Jackson yumruk yaptığı elleriyle ona baktı. "Ne önemi var?" Ardından Jungkook'a döndü ve hatta ona doğru sert bir adım attı. "Uzaklaş ondan. Pis ellerini çek üzerinden." Gerginliğim tırmanırken Jungkook kısık bir sesle gülmüştü. Lisa zorlukla konuştu. "Jackson buna gerek yok." Sesinde ki ufak siniri yalnızca ben yakalayabilmiştim eminim. Diğerleri için bu yalnızca endişeli bir sesti.

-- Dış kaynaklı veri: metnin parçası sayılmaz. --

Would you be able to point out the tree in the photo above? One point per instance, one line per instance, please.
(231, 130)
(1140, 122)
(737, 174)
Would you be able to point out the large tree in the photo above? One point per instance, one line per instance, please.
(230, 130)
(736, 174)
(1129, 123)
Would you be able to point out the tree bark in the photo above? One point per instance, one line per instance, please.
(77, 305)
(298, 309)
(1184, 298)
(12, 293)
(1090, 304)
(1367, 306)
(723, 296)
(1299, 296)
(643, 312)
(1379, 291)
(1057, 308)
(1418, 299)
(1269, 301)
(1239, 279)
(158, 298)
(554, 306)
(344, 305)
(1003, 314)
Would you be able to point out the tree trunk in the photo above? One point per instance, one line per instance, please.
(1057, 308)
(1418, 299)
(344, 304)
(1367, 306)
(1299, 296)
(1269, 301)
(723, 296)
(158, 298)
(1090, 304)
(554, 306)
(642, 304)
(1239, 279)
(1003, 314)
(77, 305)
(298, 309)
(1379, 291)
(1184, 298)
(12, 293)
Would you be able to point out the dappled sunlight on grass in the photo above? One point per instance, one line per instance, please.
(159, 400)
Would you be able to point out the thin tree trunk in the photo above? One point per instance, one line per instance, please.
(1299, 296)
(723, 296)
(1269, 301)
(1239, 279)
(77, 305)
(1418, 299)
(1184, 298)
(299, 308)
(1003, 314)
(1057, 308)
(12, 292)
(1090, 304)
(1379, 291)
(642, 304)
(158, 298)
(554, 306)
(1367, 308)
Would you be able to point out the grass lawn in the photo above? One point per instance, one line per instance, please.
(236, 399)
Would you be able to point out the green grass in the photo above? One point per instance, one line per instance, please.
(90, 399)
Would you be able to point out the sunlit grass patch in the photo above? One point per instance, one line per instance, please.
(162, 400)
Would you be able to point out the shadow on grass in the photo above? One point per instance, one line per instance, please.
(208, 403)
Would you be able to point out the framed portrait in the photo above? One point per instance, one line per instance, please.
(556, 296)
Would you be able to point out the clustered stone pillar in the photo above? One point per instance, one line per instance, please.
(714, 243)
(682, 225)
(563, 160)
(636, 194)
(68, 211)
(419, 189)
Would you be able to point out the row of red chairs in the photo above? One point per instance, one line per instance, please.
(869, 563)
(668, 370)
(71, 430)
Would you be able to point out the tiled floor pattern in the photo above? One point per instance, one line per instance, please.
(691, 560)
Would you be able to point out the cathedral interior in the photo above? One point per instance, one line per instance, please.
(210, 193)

"Seni rahatsız ediyor Lalisa. Buna gerek var." Jimin sessizliğini korurken Jungkook Lisa'ya bakarak konuştu. "Seni rahatsız mı ediyorum Lalisa?" İsmini öyle bir imayla söylemişti ki bu bile başlı başına Lisa'yı öldürmek için yeterliydi. Lisa zorlukla başını iki yana salladı.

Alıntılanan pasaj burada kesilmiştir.